The study of the history of retailing business throws up the fact that in most economies organised retailing passes through four distinct phases in its evolution cycle.
In the first phase, new entrants create awareness of modern formats and raise consumer expectations. During the second phase, consumers demand modern formats as the market develops, leading to strong growth. As the market matures, intense competition forces retailers to invest in back-end operating efficiency.
In the final phase, retailers explore new markets as well as inorganic opportunities as growth tapers off.

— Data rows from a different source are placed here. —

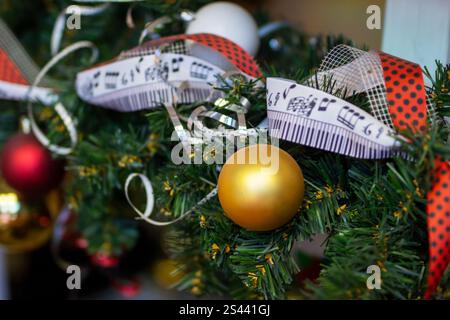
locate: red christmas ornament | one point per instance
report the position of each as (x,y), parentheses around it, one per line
(28,167)
(128,288)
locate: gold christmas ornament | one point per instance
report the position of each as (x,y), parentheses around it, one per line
(261,187)
(24,225)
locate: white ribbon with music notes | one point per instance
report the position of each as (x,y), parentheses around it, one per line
(314,118)
(148,81)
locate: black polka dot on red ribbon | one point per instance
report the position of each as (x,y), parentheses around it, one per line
(405,93)
(406,96)
(438,212)
(9,72)
(237,56)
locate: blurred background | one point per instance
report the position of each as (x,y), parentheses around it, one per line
(408,29)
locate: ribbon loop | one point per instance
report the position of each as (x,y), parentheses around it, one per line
(151,200)
(59,108)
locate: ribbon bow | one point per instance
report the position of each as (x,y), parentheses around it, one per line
(396,93)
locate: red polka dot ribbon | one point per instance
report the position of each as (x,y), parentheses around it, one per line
(9,72)
(405,93)
(230,50)
(406,97)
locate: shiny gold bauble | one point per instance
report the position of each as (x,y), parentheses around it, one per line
(24,224)
(261,187)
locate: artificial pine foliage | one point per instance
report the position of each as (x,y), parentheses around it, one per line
(373,211)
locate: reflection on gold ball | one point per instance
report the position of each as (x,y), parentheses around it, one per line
(261,187)
(24,225)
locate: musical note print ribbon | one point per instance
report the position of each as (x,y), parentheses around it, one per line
(148,75)
(397,97)
(320,120)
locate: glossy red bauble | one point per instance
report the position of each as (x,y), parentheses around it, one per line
(28,167)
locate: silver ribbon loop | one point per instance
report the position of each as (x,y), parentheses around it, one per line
(151,201)
(59,107)
(60,23)
(150,27)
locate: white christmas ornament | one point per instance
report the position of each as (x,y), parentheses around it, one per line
(228,20)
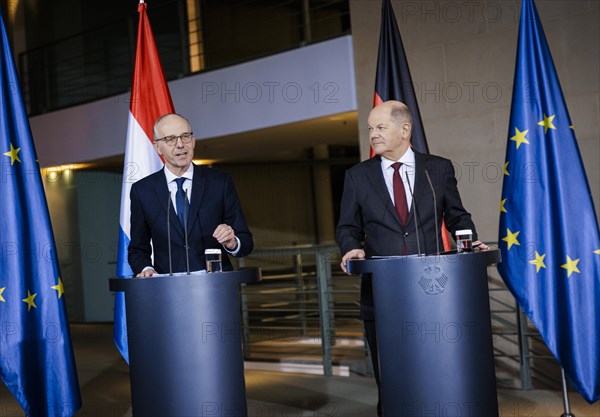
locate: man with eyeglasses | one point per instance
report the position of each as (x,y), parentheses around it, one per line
(202,202)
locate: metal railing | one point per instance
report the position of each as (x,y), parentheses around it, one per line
(99,63)
(306,312)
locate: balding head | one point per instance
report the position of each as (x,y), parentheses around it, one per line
(390,125)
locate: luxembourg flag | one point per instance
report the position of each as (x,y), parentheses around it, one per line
(150,98)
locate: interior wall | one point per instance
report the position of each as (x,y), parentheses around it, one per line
(462,60)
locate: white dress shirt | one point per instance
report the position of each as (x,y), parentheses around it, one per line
(187,184)
(407,172)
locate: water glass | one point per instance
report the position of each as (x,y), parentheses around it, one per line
(213,260)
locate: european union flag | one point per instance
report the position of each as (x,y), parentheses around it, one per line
(548,228)
(36,358)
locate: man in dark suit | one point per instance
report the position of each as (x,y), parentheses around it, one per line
(383,195)
(201,200)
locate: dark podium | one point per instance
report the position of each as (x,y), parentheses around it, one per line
(185,349)
(434,333)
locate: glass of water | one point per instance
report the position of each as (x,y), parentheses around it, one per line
(213,260)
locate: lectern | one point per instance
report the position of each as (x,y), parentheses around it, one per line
(434,336)
(185,348)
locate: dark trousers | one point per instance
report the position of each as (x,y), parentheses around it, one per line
(371,336)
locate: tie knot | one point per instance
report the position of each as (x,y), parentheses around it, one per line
(180,182)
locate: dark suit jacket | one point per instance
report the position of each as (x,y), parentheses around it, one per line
(214,201)
(368,213)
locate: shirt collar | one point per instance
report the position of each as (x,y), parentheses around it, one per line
(408,158)
(189,174)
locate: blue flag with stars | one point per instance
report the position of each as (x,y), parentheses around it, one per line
(36,357)
(548,228)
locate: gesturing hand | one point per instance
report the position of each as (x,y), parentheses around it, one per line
(353,254)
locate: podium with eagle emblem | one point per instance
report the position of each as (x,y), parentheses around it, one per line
(434,333)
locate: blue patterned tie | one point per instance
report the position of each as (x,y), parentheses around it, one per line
(181,200)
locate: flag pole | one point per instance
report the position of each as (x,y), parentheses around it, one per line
(566,403)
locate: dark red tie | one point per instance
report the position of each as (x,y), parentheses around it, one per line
(399,195)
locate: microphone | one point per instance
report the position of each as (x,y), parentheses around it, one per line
(437,232)
(414,214)
(169,233)
(187,247)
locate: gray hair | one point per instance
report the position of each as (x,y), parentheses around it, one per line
(401,114)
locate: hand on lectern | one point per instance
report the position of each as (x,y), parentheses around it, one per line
(146,273)
(353,254)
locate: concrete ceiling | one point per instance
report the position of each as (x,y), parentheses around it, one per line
(279,143)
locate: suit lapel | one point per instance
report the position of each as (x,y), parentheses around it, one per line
(377,181)
(163,197)
(198,190)
(421,185)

Supply chain management (SCM) attains top priority in the third phase of evolution.
Fierce competition forces retailers to respond quickly to changes in the market, bringing forth the importance of SCM in handling availability of stock, supplier relationships, value-added services and cost cutting.
Traditional retailers are expected to enhance their investments in supply chain, whilst new entrants are likely to look at supply chain first broadening their national reach.
What drove the retailing in India?
India is currently in the second phase of the retail evolution, with domestic customers becoming more demanding with their rising standard of living and changing lifestyles.
Change in customers' focus from just buying to broad shopping (buying, entertainment and experience) has led to a pick-up in momentum in organised formats of retailing.
Unavailability of quality retail space has been one of the main constraints for development of organised formats in India. In the past, negative yield on leased property and lack of bank funding due to unorganised property market resulted in a dearth of quality retail space in the country.
The spread between yield on property and its financing cost has turned positive with the fall in interest rates. Attractive yields on investments have resulted in a sharp increase in property development. From 25 operational malls in 2003, the country is expecting to have over 220 malls by 2006 with a cumulative estimated space of 40 million sq ft and over 600 malls by 2010, with as much as 100 million sq ft retail space.
Pro-active steps taken by the government permitting use of land for commercial development in various cities, including Mumbai and Delhi, have also contributed to increased availability of retail space in the country.
Availability of retail space is expected to increase further whenever property funds and investment trusts are permitted, which will help create a secondary market for real estate in the country.
Consumerism and brand proliferation also enhanced organised retailing in the country. Most of the world's leading brands, including like L'Oreal, Espirit, Louis Vuitton, Marks & Spencer, Tommy Hilfiger, Louis Phillipe, Levis, Pepe, Lee, Arrow, Dockers, Red Tape, Clairns, Hugo Boss, Tiffany, Bulgari, Ecco, Chambor, Revlon, Philips, Corelle, Magppie, Nike, Reebok, Parker, Ray Ban, Lego and Mattel, are now present in India.
Another factor that accelerated the growth of organised retailing is media proliferation. Increased advertisements and brand promotions have led to a growing consumer spending across a wide range of product categories.
What will fuel the boom?
Differential sales tax rates exist across states in the country. Besides, there is multiple-point octroi/entry tax collection.
All these add to cost and complexity of distribution as these necessitate multiple warehouses and do not allow for centralisation of certain procurements given the incidence of local levies.
Implementation of Value Added Tax will streamline the complexities in the tax structure and narrow the cost disadvantage between organised and unorganised retailers.
While some leading retailers are still able to get funding from banks, the smaller ones are constrained for funding for growth. Similarly, equity options are also restricted as foreign direct investment is not permitted in the retail trading sector.
FDI restrictions have also stalled entry of international majors to retailing in the country, which could have otherwise helped the industry develop with funding and bring better practices and systems. However, positive changes are expected on the FDI front.
The development of road infrastructure, especially the Golden Quadrilateral project interlinking North-West and East-West corridors, will bring in efficiency in supply chain and reduce wastages.
Where are the road-blocks?
Non-availability of trained manpower, especially at the management level, poses a key risk for the retail sector. Besides, as organised retail grows rapidly, there will be pressure on existing players as new entrants look for trained manpower at various levels.
Opening up of FDI in retail could see the entry of international majors which will put further pressure on the manpower of existing retailers.
SCM efficiencies are essential to retailers to maintain and improve margins. SCM includes vendor and logistics management which is underdeveloped in India. However, with growing size of operations, SCM efficiencies will become a key differentiator of profitability in retail.
The road ahead
Notwithstanding some stumbling blocks, no one can mistake the immense potential of the boom in the domestic retail sector.
Given the size and the purchasing power of the Indian consumer, the road ahead can only get smoother and it is only a matter of time before the domestic retail industry is on par with its western counterparts.
The author heads Lotus Knowlwealth, Mumbai.